İki yılın sonunda Trump’ın hazırladığı 20 maddelik imha ve işgal dayatma planına Hamas mecbur bırakıldı. Erdoğan, Hamas’ın Trump-İsrail ortak işgal planında mutabık kaldı. Ölen öldü; Gazze yerle yeksan oldu. Hamas’ın sözü kesildi, yeni yönetim Tony Blair’e teslim edilip Trump’ın hayal ettiği "Ortadoğu Rivierası" projesi devreye sokuldu.
Şimdi tekrar soralım:
7 Ekim’de ne amaçlandı, hesap neydi?
Hedef neydi, neden müzik festivalindeki sivil gençler vuruldu?

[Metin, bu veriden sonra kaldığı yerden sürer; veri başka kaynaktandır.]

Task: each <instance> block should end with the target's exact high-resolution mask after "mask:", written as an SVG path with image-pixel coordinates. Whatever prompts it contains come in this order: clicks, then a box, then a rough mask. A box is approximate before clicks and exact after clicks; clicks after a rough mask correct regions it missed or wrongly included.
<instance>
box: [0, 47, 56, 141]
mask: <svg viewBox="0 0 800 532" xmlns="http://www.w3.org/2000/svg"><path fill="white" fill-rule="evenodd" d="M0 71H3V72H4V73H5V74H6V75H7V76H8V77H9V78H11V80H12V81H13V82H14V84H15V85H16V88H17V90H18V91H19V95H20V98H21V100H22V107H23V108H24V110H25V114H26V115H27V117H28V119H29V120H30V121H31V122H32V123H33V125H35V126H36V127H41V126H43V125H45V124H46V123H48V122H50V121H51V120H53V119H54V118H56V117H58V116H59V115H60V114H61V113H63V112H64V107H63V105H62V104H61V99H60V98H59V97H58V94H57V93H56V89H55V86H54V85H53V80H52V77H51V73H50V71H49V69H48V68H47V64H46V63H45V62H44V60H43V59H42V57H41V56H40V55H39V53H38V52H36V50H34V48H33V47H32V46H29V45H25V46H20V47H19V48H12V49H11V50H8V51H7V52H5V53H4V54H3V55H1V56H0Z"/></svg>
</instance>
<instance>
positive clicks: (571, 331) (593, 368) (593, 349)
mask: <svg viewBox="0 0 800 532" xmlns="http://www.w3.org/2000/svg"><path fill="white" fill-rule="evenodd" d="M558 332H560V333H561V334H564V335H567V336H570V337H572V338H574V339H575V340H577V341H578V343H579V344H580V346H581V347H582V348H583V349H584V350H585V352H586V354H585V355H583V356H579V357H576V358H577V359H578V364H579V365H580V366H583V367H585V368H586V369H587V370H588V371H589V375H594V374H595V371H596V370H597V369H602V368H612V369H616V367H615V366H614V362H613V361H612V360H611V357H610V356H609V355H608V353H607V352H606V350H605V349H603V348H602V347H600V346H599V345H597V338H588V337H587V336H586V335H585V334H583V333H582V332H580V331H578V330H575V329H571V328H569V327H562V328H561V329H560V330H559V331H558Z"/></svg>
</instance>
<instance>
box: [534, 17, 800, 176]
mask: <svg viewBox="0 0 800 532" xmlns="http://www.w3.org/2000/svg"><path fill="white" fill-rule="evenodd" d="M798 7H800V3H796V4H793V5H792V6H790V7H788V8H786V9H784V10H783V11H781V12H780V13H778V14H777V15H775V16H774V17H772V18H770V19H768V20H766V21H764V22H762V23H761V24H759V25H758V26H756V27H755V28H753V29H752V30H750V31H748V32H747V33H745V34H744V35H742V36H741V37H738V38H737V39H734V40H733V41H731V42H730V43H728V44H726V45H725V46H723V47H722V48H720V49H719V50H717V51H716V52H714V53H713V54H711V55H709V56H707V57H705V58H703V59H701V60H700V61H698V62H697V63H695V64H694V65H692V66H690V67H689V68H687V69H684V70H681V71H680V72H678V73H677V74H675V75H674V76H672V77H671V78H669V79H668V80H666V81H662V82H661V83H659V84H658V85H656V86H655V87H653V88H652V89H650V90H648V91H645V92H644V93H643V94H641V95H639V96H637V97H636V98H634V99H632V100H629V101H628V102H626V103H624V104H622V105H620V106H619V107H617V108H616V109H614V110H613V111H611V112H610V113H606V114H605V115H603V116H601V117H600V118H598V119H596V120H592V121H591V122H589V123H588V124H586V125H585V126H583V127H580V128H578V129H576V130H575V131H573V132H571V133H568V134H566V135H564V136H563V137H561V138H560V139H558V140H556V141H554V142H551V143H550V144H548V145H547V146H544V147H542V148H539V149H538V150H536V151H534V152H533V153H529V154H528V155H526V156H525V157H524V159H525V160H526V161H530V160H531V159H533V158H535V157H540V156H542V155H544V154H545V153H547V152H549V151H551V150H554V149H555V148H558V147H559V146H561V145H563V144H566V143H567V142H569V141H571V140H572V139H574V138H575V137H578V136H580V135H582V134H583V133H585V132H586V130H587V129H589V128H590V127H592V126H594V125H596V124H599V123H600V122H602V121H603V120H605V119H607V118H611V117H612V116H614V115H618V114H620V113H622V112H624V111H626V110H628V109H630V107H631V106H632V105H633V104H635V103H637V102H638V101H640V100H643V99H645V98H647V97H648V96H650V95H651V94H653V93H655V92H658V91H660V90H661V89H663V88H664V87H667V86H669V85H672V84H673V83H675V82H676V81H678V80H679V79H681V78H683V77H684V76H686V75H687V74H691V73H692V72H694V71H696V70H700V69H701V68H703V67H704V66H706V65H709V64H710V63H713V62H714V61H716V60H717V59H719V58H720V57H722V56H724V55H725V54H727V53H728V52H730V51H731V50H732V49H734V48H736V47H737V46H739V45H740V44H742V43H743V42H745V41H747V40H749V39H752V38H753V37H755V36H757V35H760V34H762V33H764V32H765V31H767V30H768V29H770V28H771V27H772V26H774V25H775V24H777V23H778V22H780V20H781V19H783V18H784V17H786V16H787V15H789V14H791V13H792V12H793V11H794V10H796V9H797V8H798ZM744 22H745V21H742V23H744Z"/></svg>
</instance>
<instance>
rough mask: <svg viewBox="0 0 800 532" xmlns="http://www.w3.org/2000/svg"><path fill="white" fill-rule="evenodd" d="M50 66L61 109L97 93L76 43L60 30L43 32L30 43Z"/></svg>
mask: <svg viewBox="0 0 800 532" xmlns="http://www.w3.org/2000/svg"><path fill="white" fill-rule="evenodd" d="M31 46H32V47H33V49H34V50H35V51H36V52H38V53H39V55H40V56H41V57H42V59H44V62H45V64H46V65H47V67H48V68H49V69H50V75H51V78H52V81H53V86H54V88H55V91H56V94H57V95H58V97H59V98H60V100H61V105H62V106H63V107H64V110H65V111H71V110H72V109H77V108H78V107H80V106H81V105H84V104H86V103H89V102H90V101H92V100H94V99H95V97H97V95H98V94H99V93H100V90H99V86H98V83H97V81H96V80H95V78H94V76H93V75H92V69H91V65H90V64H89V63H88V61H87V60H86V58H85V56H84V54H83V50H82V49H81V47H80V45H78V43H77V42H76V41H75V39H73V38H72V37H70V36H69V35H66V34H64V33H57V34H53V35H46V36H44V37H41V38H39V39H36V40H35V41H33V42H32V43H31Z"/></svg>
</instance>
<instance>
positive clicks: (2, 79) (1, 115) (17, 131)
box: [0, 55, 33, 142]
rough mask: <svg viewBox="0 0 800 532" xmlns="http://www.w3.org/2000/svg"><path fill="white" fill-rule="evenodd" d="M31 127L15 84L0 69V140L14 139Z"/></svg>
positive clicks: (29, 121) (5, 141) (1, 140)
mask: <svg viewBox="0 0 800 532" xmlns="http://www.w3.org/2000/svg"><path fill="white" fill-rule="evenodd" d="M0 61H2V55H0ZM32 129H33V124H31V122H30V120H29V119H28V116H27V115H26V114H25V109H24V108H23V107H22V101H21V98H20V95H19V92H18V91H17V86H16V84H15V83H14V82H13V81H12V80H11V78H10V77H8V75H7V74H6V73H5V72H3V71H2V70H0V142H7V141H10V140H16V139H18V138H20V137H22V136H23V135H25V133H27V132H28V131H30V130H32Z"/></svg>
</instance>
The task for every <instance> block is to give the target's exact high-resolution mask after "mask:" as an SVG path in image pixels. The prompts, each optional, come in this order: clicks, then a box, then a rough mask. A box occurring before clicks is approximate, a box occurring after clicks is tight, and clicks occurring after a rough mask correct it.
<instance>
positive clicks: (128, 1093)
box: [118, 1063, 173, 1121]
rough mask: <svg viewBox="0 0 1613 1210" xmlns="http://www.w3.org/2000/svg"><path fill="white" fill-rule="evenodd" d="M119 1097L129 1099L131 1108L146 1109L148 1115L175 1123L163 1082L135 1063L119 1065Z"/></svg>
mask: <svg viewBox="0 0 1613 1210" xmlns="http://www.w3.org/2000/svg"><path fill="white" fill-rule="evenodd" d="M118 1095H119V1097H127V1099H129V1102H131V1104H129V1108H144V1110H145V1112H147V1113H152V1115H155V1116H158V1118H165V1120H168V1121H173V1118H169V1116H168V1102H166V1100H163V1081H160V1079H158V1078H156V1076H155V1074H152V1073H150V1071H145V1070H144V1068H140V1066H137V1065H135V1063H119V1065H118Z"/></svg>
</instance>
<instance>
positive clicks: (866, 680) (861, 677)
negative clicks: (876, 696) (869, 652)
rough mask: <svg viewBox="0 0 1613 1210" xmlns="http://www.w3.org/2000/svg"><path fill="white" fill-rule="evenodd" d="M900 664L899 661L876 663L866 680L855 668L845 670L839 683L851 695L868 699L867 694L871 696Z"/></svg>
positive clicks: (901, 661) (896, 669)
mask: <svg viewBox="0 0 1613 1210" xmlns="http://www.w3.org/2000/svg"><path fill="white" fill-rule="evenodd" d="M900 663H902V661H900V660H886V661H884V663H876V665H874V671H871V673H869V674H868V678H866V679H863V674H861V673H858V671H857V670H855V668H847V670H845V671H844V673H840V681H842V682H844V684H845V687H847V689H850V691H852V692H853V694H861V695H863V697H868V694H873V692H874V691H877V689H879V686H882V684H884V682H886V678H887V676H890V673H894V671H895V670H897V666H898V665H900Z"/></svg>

Mossad’ın bilinçli görmezden gelme oyununa neden gelindi?
—Yaklaşık 1.200 kişi neden öldürüldü?
—Yaklaşık 3.400 İsrailli neden yaralandı?
— Yaklaşık 350 sivil neden rehin alındı?
— Kendilerine "Ebabîl Kuşları" diyenler, adına “Aksa Tufanı” dedikleri saldırıyla kazanamayacakları bir savaşı neden başlattı?
—Gazze kıyametini neden hazırladınız; 70 binden fazla bebek, çocuk, kadın, yaşlının ölümüne, bebeklerin ve çocukların açlıktan yok olmasına, Gazze’nin yüzde 90’ının yerle bir edilmesine neden sebep oldunuz?
Kazanamayacağınızı bile bile böyle bir maceraya neden girdiniz?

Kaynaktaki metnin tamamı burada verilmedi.